# HP Forums

Full Version: ROOT bug? HP 48S/48G
You're currently viewing a stripped down version of our content. View the full version with proper formatting.

'X^3+5*X^2-2*X+7'

'X'

0

ROOT

Returns .189254744132. (not a root, f(x) returns about 7)

But using the poly solver...

[1,5,-2,7] gives the correct answers: (approximately)

(.29141, -1.08117), (.29141, 1.08117), -5.58283

Hi.

I did not check it, but wouldn't it be a pole?
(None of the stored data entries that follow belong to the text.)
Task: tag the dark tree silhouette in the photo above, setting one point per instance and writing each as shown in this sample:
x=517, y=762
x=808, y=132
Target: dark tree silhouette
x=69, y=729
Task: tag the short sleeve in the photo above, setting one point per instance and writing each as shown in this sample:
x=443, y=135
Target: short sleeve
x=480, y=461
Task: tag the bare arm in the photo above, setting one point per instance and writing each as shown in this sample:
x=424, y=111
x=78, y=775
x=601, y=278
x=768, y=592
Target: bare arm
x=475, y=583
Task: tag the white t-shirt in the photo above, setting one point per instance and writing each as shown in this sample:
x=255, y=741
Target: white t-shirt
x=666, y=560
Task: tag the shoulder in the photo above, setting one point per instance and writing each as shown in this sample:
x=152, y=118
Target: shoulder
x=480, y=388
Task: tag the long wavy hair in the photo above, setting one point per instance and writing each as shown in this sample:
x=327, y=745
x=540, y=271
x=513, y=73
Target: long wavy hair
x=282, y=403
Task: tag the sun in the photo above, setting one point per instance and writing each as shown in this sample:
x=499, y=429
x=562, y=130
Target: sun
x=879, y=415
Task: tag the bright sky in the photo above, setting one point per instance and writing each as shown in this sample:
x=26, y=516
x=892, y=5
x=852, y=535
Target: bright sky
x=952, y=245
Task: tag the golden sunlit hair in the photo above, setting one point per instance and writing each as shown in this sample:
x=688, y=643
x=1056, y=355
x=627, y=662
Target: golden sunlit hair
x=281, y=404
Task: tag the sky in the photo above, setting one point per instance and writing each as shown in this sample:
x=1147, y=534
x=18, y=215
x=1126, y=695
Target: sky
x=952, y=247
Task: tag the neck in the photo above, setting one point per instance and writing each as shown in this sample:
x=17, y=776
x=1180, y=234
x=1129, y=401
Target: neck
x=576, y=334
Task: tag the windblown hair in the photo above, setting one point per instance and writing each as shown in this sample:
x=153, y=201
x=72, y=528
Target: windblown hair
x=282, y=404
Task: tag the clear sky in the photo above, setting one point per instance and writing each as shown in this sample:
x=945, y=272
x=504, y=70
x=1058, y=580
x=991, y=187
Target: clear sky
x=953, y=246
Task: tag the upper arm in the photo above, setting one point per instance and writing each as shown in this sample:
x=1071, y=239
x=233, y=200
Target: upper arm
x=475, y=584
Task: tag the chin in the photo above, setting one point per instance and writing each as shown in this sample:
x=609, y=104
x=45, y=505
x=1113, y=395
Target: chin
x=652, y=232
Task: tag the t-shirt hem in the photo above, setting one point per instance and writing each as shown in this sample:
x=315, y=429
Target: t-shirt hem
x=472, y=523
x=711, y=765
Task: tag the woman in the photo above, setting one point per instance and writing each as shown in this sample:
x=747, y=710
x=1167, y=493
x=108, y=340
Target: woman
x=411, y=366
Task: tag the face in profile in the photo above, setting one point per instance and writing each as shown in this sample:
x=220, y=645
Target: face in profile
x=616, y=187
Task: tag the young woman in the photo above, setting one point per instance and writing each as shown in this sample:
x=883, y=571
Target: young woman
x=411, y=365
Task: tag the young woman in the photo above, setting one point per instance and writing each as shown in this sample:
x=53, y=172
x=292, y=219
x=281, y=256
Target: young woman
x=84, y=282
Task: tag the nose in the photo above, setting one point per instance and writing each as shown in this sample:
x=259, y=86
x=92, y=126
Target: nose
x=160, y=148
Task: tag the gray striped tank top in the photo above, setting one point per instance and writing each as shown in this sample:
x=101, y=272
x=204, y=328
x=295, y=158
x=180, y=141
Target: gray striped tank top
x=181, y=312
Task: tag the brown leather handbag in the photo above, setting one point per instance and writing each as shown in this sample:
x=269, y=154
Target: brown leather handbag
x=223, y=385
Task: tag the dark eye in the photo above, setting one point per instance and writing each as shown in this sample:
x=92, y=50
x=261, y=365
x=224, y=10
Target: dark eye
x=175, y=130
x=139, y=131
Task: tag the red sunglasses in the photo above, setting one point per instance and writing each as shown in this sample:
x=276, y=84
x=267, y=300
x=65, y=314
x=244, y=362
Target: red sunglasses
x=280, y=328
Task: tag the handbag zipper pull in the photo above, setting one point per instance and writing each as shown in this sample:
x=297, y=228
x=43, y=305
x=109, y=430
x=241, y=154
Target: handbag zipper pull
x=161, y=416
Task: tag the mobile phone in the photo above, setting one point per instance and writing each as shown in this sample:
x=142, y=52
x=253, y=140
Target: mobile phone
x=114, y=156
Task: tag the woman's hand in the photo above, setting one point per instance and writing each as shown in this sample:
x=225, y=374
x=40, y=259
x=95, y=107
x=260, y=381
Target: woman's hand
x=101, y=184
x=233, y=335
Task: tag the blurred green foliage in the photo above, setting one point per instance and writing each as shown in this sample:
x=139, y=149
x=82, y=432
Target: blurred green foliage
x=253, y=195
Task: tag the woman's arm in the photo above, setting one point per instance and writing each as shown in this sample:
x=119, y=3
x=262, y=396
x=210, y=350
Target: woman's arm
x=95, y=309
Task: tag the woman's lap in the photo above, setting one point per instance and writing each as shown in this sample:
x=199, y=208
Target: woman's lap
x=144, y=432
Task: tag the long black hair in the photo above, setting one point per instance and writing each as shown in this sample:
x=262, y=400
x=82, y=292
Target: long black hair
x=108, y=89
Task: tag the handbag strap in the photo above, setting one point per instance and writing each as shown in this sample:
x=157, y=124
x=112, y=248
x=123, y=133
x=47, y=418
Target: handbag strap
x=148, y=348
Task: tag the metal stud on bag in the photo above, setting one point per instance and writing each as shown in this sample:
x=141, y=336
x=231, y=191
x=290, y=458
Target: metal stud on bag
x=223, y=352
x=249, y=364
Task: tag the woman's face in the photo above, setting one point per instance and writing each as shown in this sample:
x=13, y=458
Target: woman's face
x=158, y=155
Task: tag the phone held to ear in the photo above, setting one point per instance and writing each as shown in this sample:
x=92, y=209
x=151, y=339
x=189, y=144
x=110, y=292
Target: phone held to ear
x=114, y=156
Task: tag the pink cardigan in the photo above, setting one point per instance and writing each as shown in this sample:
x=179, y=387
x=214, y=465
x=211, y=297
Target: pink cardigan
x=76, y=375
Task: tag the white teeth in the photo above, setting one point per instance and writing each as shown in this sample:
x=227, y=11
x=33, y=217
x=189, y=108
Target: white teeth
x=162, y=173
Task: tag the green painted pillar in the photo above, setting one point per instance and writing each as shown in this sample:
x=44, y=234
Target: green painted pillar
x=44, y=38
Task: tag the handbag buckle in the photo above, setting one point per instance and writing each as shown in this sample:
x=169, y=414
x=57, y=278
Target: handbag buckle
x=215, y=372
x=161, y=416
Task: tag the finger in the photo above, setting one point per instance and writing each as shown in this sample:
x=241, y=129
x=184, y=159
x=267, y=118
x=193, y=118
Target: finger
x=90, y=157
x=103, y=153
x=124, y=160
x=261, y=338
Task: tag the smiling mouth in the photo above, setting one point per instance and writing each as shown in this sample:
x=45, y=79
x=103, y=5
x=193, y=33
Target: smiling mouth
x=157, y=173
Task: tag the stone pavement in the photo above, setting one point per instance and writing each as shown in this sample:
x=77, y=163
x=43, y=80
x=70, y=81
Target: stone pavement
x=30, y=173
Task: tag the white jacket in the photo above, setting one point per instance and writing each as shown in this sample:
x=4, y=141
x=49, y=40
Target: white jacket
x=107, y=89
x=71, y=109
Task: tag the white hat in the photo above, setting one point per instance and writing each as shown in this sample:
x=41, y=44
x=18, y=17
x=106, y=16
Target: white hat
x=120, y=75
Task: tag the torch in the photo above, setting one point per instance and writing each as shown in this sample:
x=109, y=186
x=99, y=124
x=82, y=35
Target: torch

If you read on the ROOT function of the advanced users manual, it shows you that you enter 1: function 2)variable to solve for 3) guess. The number returned is either the ROOT or the Local EXTREMA. There is a local minimum at x = .189....what your answer was. 0 (your guess) is closer to this value than the actual roots, that's why ROOT gave this answer for this specific guess.

Quote:
If you read on the ROOT function of the advanced users manual, it shows you that you enter 1: function 2)variable to solve for 3) guess. The number returned is either the ROOT or the Local EXTREMA. There is a local minimum at x = .189....what your answer was. 0 (your guess) is closer to this value than the actual roots, that's why ROOT gave this answer for this specific guess.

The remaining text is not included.